Here are some notes I have from running Discord games as a GM for two months. I'll post the list here and go deeper into them if you scroll down.
- Keep games short, like 2 hours
- Encourage using webcams
- Take a 10 minute break halfway through
- Use a rules-light system
- Dice Maiden or other dice bots are a must
- Use good mics and headphones
- Practice theater of the mind
1. Short games
I miss 4+ hour games of riveting role play, nail biting action, etc. However I do not enjoy games of that length over Discord. There's no real ability to get up and grab a soda from the kitchen yet still hear everything and not lose the context of the scene. Even getting up to stretch can be a hassle, making sure not to distract too much from the other players or even maxing out the length on your headphone cable. Treat it more like a mainstream movie's run time- 2 and a half hours at most. This means the session will need to be all killer, no filler, at least from a GM prep perspective. You can certainly go over if everyone is engaged and no one is drifting off. I find this is most helpful because most people are working from their laptops and may get fatigued from spending another 3-4+ hours at it if not unchecked.
2. Use Webcams
I encourage this, though I don't mandate it. Some may not be able to afford a nice one, and a crappy one is about as good as not having one. They help discourage players getting on their phone as well. If everyone makes an effort to look at the camera when they speak, you can approximate eye contact. There's also a cool hack to try and make eye contact more immersive here.
3. Take Breaks
For some reason, I've found that it's super easy to forget to take breaks. Let your players know ahead of time so they don't have to have anxiety about when they should time a potty break. Make it 10 minutes so they have enough time to use the bathroom, grab a drink, pop some popcorn, and maybe talk about stuff outside of the game before diving back in.
4. Use Rules-light
Unless you and your players are really married to a particular system, play rules-light. Not having to look up rules, remember formulas for rolls, or even something as common as handling initiative makes for a much faster flow. Here are some that I like and can recommend:
- Into the Odd / Electric Bastionland
- The Black Hack
- Tiny D6
- Lasers & Feelings (and its many hacks)
- World of Dungeons
- anything by Grant Howitt
- Fate Accelerated Edition
- Lady Blackbird
- Maze Rats
- maybe a PbtA
5. Dice Maiden Enables Trust
Dice Maiden is a great Discord bot for rolling.

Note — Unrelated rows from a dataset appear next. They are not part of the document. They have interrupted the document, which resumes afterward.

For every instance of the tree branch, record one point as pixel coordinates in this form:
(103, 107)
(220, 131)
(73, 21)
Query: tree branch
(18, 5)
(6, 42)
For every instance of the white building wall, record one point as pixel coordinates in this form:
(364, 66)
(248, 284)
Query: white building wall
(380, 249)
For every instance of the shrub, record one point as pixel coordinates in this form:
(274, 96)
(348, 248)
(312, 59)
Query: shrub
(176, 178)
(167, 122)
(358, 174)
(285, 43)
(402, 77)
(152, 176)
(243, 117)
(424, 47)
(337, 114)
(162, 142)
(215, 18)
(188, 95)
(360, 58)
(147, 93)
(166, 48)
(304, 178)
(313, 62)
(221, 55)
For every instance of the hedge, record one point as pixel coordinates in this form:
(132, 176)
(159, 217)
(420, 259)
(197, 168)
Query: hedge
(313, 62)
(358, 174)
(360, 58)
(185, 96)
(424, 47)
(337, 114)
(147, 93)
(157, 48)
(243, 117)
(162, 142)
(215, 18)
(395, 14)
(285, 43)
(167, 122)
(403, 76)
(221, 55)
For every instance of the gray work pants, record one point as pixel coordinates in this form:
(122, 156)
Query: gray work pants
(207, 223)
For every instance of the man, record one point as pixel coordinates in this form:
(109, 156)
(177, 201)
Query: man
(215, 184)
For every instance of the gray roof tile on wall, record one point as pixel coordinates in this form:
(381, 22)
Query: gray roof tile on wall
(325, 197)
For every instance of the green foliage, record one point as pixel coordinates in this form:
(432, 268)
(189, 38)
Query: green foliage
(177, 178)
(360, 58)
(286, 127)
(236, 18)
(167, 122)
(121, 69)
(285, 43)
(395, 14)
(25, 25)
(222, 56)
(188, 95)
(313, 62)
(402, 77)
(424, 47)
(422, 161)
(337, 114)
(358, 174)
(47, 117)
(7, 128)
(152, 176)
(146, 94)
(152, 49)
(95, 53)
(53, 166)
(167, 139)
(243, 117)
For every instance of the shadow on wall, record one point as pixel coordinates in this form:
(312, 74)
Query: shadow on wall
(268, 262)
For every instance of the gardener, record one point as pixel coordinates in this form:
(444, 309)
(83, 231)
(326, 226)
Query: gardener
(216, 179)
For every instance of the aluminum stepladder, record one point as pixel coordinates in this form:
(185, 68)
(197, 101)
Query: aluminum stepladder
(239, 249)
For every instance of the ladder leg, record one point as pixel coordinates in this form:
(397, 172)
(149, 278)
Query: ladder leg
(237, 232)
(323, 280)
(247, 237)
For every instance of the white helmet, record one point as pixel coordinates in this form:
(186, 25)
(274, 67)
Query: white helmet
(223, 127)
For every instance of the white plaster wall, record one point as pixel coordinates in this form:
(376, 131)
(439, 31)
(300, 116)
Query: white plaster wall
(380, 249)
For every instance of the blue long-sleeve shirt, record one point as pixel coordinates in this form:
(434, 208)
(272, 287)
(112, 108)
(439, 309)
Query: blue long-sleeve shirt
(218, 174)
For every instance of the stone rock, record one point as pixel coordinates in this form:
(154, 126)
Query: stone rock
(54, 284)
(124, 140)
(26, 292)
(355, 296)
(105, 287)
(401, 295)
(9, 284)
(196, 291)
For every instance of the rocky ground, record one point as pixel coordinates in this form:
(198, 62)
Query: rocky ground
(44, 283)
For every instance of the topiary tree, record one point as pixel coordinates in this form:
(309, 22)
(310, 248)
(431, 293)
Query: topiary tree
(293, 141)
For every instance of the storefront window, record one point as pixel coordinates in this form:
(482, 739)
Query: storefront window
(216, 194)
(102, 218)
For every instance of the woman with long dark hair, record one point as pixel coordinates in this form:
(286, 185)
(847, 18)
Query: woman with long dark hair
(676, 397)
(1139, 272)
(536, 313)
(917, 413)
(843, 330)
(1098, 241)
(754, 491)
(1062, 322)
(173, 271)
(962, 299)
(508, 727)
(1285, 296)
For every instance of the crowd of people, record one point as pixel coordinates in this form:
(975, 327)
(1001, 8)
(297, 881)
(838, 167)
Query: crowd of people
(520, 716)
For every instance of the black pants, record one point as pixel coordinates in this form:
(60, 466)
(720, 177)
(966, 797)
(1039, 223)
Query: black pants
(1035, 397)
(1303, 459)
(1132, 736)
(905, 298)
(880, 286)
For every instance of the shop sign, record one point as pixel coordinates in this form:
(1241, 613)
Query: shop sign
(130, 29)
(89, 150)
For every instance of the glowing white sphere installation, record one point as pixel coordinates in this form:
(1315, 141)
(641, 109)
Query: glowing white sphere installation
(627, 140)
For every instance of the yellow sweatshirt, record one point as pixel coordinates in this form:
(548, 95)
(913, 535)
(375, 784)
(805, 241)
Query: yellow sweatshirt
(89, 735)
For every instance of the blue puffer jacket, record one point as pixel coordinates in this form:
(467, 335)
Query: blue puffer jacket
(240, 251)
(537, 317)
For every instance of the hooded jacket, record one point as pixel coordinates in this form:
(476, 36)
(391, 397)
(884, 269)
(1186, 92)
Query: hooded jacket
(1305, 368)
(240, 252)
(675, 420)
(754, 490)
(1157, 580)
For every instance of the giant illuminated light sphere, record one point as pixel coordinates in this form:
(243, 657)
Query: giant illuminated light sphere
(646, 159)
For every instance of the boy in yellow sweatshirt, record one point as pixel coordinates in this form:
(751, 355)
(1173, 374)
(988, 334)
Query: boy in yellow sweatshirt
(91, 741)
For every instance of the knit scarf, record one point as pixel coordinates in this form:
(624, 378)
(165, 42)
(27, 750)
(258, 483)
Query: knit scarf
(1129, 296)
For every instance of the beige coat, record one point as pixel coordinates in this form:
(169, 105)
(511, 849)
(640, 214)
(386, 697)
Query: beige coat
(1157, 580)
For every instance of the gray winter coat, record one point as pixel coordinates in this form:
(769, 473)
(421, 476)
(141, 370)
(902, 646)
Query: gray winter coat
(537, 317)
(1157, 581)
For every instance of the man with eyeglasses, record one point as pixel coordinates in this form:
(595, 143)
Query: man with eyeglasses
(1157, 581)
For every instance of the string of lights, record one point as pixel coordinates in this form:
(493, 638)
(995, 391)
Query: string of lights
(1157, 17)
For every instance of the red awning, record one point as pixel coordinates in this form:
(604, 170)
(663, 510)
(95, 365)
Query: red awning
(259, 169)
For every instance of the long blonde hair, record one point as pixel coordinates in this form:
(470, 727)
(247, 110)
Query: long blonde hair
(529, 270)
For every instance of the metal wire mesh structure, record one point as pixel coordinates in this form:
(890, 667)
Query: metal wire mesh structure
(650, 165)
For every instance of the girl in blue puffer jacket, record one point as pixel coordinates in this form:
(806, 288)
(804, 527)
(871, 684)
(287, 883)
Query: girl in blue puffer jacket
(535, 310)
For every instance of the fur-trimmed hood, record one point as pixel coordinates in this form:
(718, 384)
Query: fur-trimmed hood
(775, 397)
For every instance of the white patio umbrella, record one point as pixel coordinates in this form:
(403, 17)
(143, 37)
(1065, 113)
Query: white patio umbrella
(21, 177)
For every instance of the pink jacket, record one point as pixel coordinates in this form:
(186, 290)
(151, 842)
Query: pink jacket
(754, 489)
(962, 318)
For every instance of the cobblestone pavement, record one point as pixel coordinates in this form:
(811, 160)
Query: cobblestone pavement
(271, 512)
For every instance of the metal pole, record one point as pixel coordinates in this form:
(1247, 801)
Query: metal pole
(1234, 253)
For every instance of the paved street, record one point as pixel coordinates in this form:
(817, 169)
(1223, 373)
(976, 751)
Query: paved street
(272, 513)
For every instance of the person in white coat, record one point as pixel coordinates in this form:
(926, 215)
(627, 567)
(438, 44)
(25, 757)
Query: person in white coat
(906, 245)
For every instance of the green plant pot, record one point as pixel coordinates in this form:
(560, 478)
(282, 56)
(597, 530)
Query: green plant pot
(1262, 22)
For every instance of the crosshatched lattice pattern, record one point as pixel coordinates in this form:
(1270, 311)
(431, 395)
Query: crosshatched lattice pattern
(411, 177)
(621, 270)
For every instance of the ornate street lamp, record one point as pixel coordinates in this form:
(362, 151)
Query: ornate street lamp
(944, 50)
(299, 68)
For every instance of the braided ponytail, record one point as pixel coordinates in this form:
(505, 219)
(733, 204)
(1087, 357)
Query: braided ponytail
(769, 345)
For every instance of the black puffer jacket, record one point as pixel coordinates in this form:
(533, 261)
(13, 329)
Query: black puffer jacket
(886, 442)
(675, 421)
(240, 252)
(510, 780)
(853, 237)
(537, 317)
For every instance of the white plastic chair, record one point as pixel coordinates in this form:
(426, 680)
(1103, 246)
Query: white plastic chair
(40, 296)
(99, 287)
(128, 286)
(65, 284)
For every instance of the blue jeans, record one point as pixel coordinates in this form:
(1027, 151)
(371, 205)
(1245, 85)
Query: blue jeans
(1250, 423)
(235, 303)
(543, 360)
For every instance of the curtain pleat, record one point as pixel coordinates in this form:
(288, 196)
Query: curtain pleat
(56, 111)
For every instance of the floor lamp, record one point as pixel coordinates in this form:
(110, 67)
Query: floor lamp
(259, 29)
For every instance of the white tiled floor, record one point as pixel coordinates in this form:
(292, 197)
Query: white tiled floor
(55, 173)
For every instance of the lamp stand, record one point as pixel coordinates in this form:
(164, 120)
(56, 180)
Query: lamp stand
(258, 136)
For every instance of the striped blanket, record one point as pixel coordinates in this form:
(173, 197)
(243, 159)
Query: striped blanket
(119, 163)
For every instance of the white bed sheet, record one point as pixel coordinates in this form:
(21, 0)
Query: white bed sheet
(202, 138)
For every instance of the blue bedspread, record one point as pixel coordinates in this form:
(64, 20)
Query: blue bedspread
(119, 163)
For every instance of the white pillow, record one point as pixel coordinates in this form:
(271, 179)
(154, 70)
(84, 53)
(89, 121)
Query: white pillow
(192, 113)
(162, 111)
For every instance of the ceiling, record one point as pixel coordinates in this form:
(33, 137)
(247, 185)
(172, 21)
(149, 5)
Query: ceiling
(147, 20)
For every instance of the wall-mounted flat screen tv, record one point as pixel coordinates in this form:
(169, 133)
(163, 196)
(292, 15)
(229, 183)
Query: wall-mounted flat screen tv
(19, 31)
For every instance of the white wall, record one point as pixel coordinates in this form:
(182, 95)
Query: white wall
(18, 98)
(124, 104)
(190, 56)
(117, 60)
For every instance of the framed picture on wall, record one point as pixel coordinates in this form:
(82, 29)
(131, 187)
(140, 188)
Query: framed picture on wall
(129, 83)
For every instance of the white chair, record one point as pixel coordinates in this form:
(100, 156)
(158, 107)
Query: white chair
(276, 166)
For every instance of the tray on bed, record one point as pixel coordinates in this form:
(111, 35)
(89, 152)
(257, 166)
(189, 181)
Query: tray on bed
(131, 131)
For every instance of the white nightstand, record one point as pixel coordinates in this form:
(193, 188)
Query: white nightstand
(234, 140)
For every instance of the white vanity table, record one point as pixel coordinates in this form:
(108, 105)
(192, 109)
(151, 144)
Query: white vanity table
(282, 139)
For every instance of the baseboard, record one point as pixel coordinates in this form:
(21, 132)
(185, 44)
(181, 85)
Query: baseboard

It provides robust formulas but a basic roll is as simple as
!roll d20. You can also label them so it's easier to go back and see which roll was for what. Try to insist players label their rolls or else they may still do the age old trick of "Oops I rolled, does that count?" Just like real dice, some nights it will feel like that Dice Maiden is out to get you.
6. Get Good Equipment
This should be for everyone, but you can't really force it on your players due to cost: get a headphone set with a built in mic. At the very least have everyone use headphones or earbuds. Not having audio bleed is essential with virtual gaming. This eliminates the "could everyone mute one by one until we find out who's making the echo?" issue. Even if echo isn't an issue, not having to use a laptop's crappy mic helps audio clarity and prevents asking players to repeat themselves constantly.
7. Practice Theater of the Mind
Get good at theater of the mind, if your system allows for it. On every player's turn describe what the current scene looks like, in terms of actions and positioning, and what just happened. Emphasize what's out of balance in the scene- a dam about to burst, a fire about to flare up, an innocent person about to die. Pick up some adjectives to help differentiate this cavern, road, bridge, city street, forest, etc from the last one. Make sure something can happen in every scene you set, and if not, transition the players through it very quickly.
And finally, (this isn't a Discord tip), I've found that the Return of the Lazy Dungeon Master book has been essential in tightening up my game. The time constraints and needing to be evocative are reinforced by having the flexible prep that the Lazy DM makes you do if you follow their system.